Poetry in a Pandemic: The eternal life of a tree
Editor's Note: As the pandemic drags on, we turn to nature, photography and writing for solace. The Times has decided to open up space occasionally for residents to share some of their creativity. Email photos and poems to l.howard@theday.com, and tell us something about yourself.

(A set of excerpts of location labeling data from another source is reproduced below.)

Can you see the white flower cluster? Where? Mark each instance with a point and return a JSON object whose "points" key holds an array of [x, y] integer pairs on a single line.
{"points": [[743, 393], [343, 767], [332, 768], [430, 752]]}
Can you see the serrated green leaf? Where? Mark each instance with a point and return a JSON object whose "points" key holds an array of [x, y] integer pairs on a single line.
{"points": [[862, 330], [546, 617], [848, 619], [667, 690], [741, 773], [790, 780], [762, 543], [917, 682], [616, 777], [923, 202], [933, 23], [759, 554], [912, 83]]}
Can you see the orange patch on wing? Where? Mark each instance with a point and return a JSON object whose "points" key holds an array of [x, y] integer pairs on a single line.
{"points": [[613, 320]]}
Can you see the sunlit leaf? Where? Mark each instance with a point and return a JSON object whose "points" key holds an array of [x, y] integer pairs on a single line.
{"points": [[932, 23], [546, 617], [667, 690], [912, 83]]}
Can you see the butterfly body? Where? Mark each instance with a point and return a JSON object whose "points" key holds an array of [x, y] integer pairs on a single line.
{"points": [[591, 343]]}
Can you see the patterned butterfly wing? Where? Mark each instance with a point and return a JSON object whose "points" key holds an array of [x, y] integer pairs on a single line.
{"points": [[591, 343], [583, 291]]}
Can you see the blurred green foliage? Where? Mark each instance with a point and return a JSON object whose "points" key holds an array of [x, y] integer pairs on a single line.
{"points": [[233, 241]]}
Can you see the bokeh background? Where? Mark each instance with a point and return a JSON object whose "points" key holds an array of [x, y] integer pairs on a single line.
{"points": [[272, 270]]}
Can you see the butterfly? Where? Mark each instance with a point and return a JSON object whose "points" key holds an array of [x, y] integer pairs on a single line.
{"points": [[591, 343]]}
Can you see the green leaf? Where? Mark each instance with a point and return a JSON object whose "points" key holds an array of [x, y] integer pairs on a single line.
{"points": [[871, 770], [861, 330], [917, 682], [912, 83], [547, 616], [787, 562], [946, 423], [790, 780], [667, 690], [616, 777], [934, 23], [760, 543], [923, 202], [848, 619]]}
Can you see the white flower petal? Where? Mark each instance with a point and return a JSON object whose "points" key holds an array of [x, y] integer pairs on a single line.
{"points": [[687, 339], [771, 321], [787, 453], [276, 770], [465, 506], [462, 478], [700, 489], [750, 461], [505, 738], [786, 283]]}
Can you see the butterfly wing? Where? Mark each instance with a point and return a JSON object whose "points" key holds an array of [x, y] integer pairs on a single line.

Clusters of children fall from the sky
Bounce, roll, scatter
Squirrels feast bury the rest
Seeds nest
Tiny strings marry the ground
Grow more plentiful
Secure the base
Shoots form, seek the light
Roots bore deeper the tree grows taller
For decades this mammoth rises
Sixty feet tall and as broad
Every year lives its life of change
Bud to leaf, green to yellow
Sends parachutes of color downward
To create autumn’s carpet
Abides cold to revive and begin anew
Scores old, the oak begins to wither
Limbs yield under the weight of the snow
A last gift to the forest,
Homes for insects, nutrition for the soil
The dry trunk residences for woodpeckers
Her children fill the ground anew
With their progenies
Rich beds await them
The womb for the next generation
A life space for the new babies,
Eternal life for the tree
Matthew Borrelli is a retired teacher living at Black Point in Niantic with his wife Andrea, also a retired teacher, and their dachshund Roweena. “I’ve always been an outdoor person,” he writes, “but due to a medical issue, I’m more confined indoors. Since I can’t busy myself with the normal chores of maintaining a house, I started writing to occupy my time.”